Butterfly effect halts plans for 500 homes (From Oxford Mail)
Get involved: send your photos, videos, news & views by texting OXFORD NEWS to 80360 or email us
Butterfly effect halts plans for 500 homes
9:30am Thursday 24th January 2013 in News By Sam McGregor, covering Bicester. Call me on 01869 250197
A WILDLIFE expert concerned about rare butterflies has overturned planning permission for 500 new homes.
Ecologist Dominic Woodfield, 42, managed to get quashed planning approval for homes near Bicester’s Gavray Drive at the High Court.
Gallagher Estates was granted permission for homes on the 23-hectare site in 2006 following a public inquiry, and it was later renewed in 2011. Work at the site had not started.
Mr Woodfield took legal action over concerns Cherwell District Council had failed to comply with Environmental Impact Assessment regulations, and that it had made its planning renewal decision based on inadequate information provided by Gallagher Estates.
He was concerned about butterflies – in particular the marsh fritillary – as well as lizards, snakes, slow worms, great crested newts and unusual wild flowers in the area.
Mr Woodfield, director of Bioscan UK, based in Little Baldon, South Oxfordshire, said: “I felt the approach taken by the council was not only inadequate but unlawful. They disagreed, leaving me with no option but to bring the legal challenge.”

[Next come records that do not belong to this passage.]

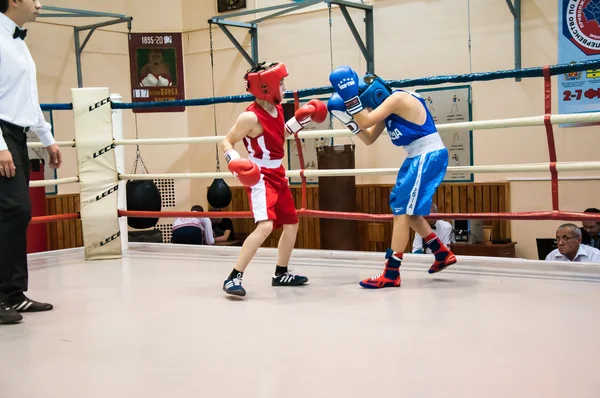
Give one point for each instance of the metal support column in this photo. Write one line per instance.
(370, 33)
(367, 50)
(515, 10)
(73, 13)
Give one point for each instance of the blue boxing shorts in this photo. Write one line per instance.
(419, 177)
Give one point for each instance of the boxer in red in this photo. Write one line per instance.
(263, 130)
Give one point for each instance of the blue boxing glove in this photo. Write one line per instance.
(345, 82)
(337, 108)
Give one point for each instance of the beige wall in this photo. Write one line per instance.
(413, 39)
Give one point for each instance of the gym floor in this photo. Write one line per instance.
(157, 324)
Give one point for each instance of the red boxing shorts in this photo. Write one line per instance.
(271, 198)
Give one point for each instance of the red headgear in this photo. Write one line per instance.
(264, 84)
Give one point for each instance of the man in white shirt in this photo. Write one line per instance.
(193, 230)
(19, 112)
(442, 228)
(568, 239)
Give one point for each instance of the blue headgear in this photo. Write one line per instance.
(373, 90)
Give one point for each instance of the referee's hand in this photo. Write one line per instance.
(55, 156)
(7, 167)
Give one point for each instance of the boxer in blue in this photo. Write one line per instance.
(367, 106)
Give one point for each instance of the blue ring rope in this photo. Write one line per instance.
(311, 92)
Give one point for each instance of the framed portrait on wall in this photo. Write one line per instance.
(156, 69)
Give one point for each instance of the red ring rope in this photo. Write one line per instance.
(300, 154)
(537, 215)
(56, 217)
(550, 135)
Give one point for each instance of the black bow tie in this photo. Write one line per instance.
(20, 33)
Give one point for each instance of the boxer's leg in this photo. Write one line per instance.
(262, 197)
(285, 210)
(432, 175)
(400, 203)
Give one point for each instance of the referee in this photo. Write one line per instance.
(19, 112)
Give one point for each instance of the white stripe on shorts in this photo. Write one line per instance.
(414, 192)
(259, 201)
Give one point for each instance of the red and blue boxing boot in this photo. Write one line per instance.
(390, 276)
(443, 256)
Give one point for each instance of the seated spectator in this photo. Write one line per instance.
(222, 228)
(442, 229)
(590, 232)
(193, 230)
(568, 239)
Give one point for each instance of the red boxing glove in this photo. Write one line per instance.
(247, 172)
(314, 109)
(320, 113)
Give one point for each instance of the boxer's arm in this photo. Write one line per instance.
(243, 126)
(371, 134)
(366, 119)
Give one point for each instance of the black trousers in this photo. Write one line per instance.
(15, 214)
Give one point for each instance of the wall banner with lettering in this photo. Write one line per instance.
(452, 105)
(578, 41)
(156, 66)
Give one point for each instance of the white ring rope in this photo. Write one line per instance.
(59, 143)
(478, 125)
(511, 168)
(59, 181)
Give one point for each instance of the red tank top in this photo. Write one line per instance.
(269, 145)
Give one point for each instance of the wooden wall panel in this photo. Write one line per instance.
(370, 198)
(373, 199)
(65, 234)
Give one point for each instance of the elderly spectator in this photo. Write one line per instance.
(193, 230)
(590, 232)
(568, 239)
(443, 230)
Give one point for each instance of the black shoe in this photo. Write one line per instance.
(8, 315)
(24, 304)
(287, 279)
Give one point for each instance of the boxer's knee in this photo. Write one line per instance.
(263, 229)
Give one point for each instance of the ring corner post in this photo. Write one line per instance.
(98, 176)
(117, 123)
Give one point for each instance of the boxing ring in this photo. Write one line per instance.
(153, 321)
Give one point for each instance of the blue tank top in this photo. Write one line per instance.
(402, 132)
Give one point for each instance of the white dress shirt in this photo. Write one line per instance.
(19, 103)
(198, 222)
(585, 254)
(443, 230)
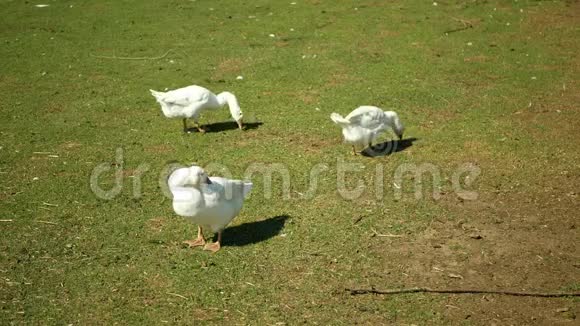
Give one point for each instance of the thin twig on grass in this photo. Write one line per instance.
(466, 25)
(178, 295)
(388, 235)
(464, 291)
(130, 58)
(46, 222)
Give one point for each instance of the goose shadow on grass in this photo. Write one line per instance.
(224, 126)
(253, 232)
(389, 147)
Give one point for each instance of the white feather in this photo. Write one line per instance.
(212, 205)
(365, 123)
(191, 101)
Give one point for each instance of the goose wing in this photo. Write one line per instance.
(369, 117)
(187, 96)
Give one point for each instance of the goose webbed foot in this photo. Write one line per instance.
(195, 243)
(214, 247)
(199, 241)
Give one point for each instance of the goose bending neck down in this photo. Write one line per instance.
(230, 99)
(209, 202)
(365, 123)
(189, 102)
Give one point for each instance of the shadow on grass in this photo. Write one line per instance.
(253, 232)
(224, 126)
(389, 147)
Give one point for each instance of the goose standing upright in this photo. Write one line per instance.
(189, 102)
(209, 202)
(365, 123)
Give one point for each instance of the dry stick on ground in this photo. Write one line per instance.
(463, 291)
(131, 58)
(466, 25)
(388, 235)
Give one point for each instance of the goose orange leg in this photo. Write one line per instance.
(200, 241)
(213, 247)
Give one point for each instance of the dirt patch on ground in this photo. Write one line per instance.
(228, 68)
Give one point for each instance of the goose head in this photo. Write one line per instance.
(197, 176)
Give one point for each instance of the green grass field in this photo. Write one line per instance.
(494, 84)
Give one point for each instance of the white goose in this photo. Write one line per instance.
(365, 123)
(188, 102)
(209, 202)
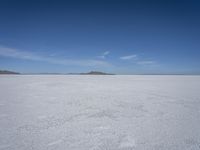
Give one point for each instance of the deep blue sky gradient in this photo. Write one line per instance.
(163, 35)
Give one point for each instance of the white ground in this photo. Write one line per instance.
(99, 112)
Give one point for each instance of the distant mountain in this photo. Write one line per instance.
(8, 72)
(96, 73)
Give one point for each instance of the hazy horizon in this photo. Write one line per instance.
(120, 37)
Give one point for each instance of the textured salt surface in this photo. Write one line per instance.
(99, 112)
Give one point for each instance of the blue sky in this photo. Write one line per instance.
(117, 36)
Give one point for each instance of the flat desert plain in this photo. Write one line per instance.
(85, 112)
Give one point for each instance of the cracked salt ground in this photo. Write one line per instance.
(99, 112)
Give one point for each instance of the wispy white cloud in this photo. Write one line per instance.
(103, 56)
(128, 57)
(25, 55)
(146, 62)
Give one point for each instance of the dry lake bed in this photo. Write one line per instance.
(82, 112)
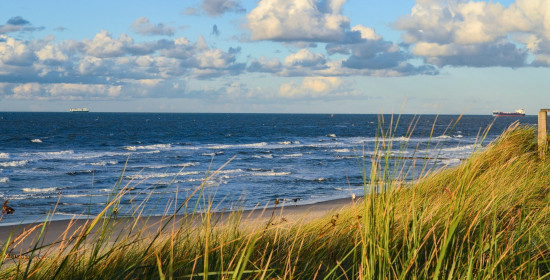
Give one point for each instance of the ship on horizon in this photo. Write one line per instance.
(79, 110)
(517, 113)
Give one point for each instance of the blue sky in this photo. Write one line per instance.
(275, 56)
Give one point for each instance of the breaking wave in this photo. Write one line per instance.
(271, 173)
(40, 190)
(16, 163)
(148, 147)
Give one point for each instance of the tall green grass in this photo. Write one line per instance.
(488, 218)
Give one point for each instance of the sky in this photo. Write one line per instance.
(275, 56)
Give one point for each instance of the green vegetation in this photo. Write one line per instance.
(488, 218)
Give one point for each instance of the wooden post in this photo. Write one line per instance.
(543, 132)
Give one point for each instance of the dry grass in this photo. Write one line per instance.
(485, 219)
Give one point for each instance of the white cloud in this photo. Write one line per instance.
(144, 27)
(103, 45)
(219, 7)
(298, 20)
(14, 52)
(476, 33)
(265, 65)
(315, 87)
(305, 58)
(107, 67)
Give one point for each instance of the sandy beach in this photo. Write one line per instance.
(60, 230)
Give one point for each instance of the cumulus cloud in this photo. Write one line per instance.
(305, 58)
(107, 67)
(265, 65)
(315, 87)
(216, 8)
(478, 34)
(215, 30)
(144, 27)
(16, 24)
(298, 20)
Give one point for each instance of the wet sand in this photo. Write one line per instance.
(60, 231)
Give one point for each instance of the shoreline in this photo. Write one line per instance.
(56, 229)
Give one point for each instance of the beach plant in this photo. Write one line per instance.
(486, 218)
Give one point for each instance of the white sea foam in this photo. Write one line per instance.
(230, 171)
(161, 175)
(40, 190)
(292, 155)
(451, 161)
(462, 148)
(82, 195)
(59, 153)
(160, 166)
(104, 163)
(271, 173)
(238, 146)
(262, 156)
(148, 147)
(16, 163)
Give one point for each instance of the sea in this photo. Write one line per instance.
(70, 164)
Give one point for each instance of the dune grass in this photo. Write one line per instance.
(488, 218)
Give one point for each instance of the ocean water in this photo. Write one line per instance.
(72, 161)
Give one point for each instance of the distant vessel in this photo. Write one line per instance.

He said he undertook the legal challenge at “significant financial risk” and would have been liable for several thousand pounds had he lost.
High Court judge Mr Justice Nicholas Underhill quashed planning approval last week after a hearing in December.
Mr Woodfield said he was pleased but expected homes to be built at the site eventually.
He said: “I hope that they, and the council, now accept that a better scheme is needed, with fewer houses and more land set aside to protect the site’s important wildlife.
“Better, and early, engagement with local residents and wildlife groups will help to ensure that a sensible compromise between development and the need to protect wildlife is achieved.”
A spokesman for Berks, Bucks & Oxon Wildlife Trust (BBOWT) said Gavray Drive was the last site in Oxfordshire known to support the marsh fritillary butterfly, and is also one of very few sites in the country to support all five hairstreak butterflies.
Beccy Micklem, BBOWT’s senior conservation officer for Oxfordshire, said: “We welcome this decision and we hope that it will lead to a more wildlife-friendly approach to development at Gavray Drive.
“We have always recognised that some development could take place while still protecting the important wildlife associated with the meadows. It is regrettable that the correct rules were not followed to assess the environmental impact of the development and that Mr Woodfield had to resort to court action.”
Dr Pat Clissold, who lives in nearby Langford Village estate, said “It’s good news that the developer will now have to go back to the drawing board.
“Most locals, when asked, do not want this green space lost, but most of us thought there was nothing that could be done about it.”
The district council said it had since received another planning application for 500 homes on the site from Gallagher Estates.
Council spokesman Tony Ecclestone said its costs were £13,000 for the judicial review at the High Court and it also had to pay as yet undetermined costs for Mr Woodfield.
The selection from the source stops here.